The Embedding Model represents a specific algorithm or neural network used to generate text embeddings. The reason why it is highlighted is because the quality of the embedding model determines how well semantic meanings are captured.

What is it: An embedding model typically is a transformer-based model (like BERT, RoBERTa, or specialized ones like InstructorXL, etc.) that has been trained (or fine-tuned) to output a vector for a given text such that similar texts have closer vectors. Unlike the main LLM used for generation, an embedding model is usually smaller and optimized for representational tasks rather than text generation.
What is the difference between LLM and Embedding Model: Sometimes the main LLM (like GPT-4) could be used to get embeddings (via certain API calls). But often, you would use a dedicated embedding model that is more efficient. For example, OpenAI provides separate endpoints for text-embedding-ada which is much cheaper and faster per call than using GPT-4 for embeddings. Small Language Models can also be embedding models. For example, a fine-tuned MiniLM or mpnet model from Hugging Face that outputs 384-d vectors very quickly.
How to choose a Model:
- Domain Specificity: If your documents are very domain-specific (say legal contracts), an embedding model fine-tuned on legal text might capture nuances (like “force majeure” similarity) better than a general model.
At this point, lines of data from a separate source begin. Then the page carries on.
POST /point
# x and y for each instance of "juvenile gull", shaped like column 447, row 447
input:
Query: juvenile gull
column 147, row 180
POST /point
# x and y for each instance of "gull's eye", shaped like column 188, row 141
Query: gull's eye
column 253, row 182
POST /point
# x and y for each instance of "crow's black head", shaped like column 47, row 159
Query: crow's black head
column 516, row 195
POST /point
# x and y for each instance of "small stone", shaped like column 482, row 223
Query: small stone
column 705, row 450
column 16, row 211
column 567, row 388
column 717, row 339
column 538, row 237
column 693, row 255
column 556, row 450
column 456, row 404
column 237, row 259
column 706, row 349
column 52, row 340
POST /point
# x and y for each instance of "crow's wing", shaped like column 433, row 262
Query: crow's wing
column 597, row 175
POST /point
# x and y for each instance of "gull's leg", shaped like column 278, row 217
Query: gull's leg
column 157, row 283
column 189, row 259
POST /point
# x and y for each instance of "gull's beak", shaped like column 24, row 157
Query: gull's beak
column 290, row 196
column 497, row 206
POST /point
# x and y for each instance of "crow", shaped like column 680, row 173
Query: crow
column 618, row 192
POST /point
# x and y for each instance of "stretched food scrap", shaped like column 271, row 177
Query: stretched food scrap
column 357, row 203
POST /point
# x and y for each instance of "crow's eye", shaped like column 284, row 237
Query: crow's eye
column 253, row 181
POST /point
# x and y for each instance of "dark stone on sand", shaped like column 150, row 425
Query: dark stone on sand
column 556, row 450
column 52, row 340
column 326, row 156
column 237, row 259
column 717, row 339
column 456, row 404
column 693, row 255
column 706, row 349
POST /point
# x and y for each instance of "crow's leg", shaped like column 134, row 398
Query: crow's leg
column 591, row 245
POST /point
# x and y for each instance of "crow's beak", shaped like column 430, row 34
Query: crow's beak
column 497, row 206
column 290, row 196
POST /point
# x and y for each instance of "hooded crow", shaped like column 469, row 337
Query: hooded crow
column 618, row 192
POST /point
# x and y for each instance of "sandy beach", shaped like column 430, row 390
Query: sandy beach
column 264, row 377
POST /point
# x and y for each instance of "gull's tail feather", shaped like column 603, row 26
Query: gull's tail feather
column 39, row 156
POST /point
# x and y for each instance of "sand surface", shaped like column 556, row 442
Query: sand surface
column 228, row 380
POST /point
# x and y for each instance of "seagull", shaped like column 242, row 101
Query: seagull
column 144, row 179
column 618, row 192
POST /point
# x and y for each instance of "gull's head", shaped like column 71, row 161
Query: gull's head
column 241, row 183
- Dimensions: As noted, dimension is a parameter. Some popular choices: 384, 768, 1024, 1536. Higher might improve recall but not always significantly; it can be an overkill for simple domains.
- Sparse vs Dense: Traditional vectors are dense. There is also a concept of sparse embeddings (like BM25 or hybrid models that incorporate keyword matching). Some advanced pipelines use hybrid retrieval: combining dense and sparse. For simplicity, one might pick a dense model and possibly augment with keyword search if needed.
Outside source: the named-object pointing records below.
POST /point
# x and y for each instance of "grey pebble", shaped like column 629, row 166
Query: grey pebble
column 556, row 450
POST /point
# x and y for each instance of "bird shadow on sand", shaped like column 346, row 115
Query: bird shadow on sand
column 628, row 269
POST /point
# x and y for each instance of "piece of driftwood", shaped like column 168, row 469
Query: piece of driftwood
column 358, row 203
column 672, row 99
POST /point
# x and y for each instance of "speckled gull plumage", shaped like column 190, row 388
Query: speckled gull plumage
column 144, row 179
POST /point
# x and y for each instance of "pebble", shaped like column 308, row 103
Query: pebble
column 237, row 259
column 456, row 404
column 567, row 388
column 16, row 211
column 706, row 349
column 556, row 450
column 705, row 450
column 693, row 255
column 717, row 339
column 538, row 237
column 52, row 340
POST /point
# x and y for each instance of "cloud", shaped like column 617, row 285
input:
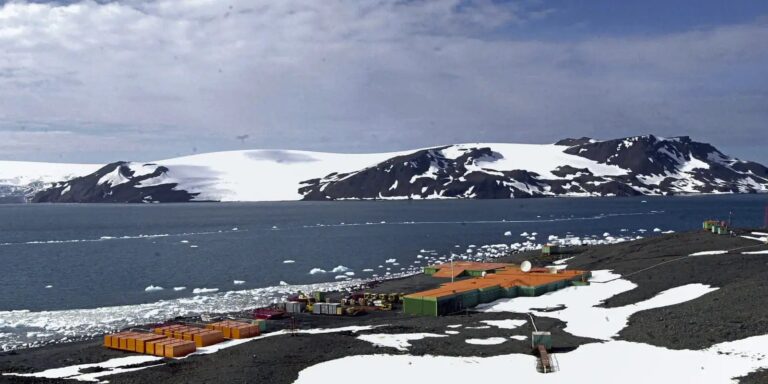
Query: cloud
column 164, row 76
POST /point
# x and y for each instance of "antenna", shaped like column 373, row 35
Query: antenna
column 766, row 217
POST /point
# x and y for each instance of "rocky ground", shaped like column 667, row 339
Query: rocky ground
column 733, row 312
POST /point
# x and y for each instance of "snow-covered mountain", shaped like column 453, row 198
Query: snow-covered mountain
column 643, row 165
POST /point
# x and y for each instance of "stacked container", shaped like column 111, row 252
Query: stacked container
column 200, row 336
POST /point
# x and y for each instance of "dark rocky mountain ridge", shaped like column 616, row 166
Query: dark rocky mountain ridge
column 641, row 165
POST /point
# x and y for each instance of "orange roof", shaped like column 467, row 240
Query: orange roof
column 506, row 278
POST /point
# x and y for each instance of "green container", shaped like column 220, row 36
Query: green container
column 510, row 292
column 421, row 306
column 470, row 298
column 261, row 323
column 490, row 294
column 549, row 249
column 541, row 338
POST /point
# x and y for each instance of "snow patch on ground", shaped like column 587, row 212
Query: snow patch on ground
column 401, row 342
column 487, row 341
column 602, row 363
column 580, row 304
column 504, row 324
column 705, row 253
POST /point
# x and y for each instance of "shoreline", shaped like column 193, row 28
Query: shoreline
column 288, row 355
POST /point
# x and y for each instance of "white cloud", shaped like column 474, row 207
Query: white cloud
column 356, row 75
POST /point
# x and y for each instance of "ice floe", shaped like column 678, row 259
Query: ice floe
column 204, row 290
column 340, row 269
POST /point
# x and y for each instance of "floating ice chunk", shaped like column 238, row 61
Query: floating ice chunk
column 204, row 290
column 340, row 269
column 488, row 341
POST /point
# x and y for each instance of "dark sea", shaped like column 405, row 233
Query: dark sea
column 93, row 263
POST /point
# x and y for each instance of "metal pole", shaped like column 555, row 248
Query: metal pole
column 452, row 268
column 533, row 322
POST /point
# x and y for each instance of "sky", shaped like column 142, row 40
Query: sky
column 100, row 81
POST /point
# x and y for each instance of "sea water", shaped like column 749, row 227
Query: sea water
column 74, row 270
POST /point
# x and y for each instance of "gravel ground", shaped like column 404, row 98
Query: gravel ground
column 727, row 314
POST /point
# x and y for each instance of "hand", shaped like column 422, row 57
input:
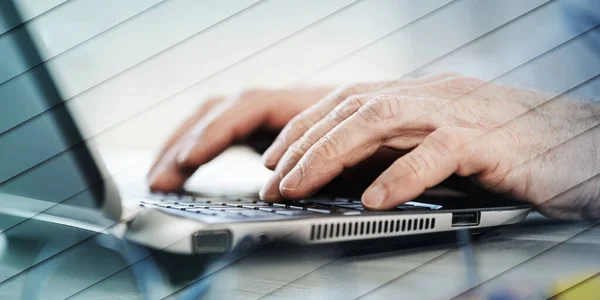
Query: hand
column 218, row 123
column 532, row 146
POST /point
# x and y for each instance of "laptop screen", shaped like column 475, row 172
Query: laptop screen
column 42, row 153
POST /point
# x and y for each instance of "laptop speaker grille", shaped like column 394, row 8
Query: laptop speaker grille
column 365, row 228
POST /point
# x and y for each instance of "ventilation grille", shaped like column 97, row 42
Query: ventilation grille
column 365, row 228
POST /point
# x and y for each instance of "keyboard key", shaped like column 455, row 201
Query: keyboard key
column 352, row 213
column 254, row 206
column 255, row 213
column 352, row 206
column 319, row 210
column 228, row 208
column 289, row 212
column 272, row 208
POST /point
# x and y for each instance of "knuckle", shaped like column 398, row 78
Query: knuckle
column 348, row 90
column 379, row 109
column 297, row 150
column 327, row 147
column 445, row 140
column 412, row 166
column 301, row 123
column 345, row 109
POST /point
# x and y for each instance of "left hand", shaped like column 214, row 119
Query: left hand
column 530, row 145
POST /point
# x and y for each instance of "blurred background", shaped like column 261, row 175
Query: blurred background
column 132, row 70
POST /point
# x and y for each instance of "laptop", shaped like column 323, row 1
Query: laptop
column 52, row 174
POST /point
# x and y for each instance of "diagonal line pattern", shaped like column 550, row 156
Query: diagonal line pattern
column 156, row 251
column 465, row 44
column 529, row 259
column 113, row 27
column 441, row 255
column 595, row 276
column 138, row 63
column 38, row 16
column 337, row 11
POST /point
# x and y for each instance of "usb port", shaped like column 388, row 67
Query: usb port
column 465, row 219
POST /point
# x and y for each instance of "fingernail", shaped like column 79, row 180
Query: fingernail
column 374, row 196
column 185, row 151
column 291, row 181
column 266, row 193
column 270, row 156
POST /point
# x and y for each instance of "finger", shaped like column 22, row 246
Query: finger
column 304, row 121
column 165, row 161
column 355, row 139
column 270, row 191
column 208, row 137
column 444, row 152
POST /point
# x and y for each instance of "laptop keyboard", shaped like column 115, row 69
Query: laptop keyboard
column 244, row 208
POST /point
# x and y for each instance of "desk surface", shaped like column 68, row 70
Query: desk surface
column 41, row 260
column 527, row 257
- Cost vs Speed: If using an external API, cost per 1000 embedding calls matters. If self-hosting, the model’s size dictates memory and inference speed. A 100M parameter model is much faster than a 6B parameter one. So there is a trade-off: for realtime updates or very large corpora, a smaller but slightly less accurate model might be chosen to save time and money.
- Small Language Models (SLMs): The term SLM can refer to models with fewer parameters, which can be faster to customize and run and cheaper. If one trains or fine-tunes a small model to produce embeddings tailored to your data, it might give the best of both worlds: relevant and efficient. Many enterprise solutions consider having their own small embedding models if data privacy is a concern (so they cannot call an external API) or cost is high.
Fine-tuning: Some teams fine-tune embedding models on their own corpus or on a task (like similarity of question-answer pairs). This can yield improved performance for specific retrieval tasks, but it requires expertise and labeled data (or at least some unsupervised fine-tuning like fitting the model to reconstruct parts of documents).

To sum up, the Embedding Model is the engine that translates text to math. A well-chosen model will place related pieces of information near each other in vector space, making the vector database effective. A poor choice could mean the retrieval misses relevant info or pulls in a lot of irrelevant. Therefore, selecting and possibly customizing the embedding model is a key design decision, often informed by experimentation and benchmarking on the kinds of queries expected.

In practice, a popular starting point is to use a proven model (for example, OpenAI’s text-embedding-ada-002 or Cohere’s embedding model, or SentenceTransformer like all-MiniLM-L6-v2 if open source is needed) and see if it meets needs. If gaps are observed (like certain synonyms not being recognized or domain terms not clustered), then one might explore domain-specific models or fine-tuning.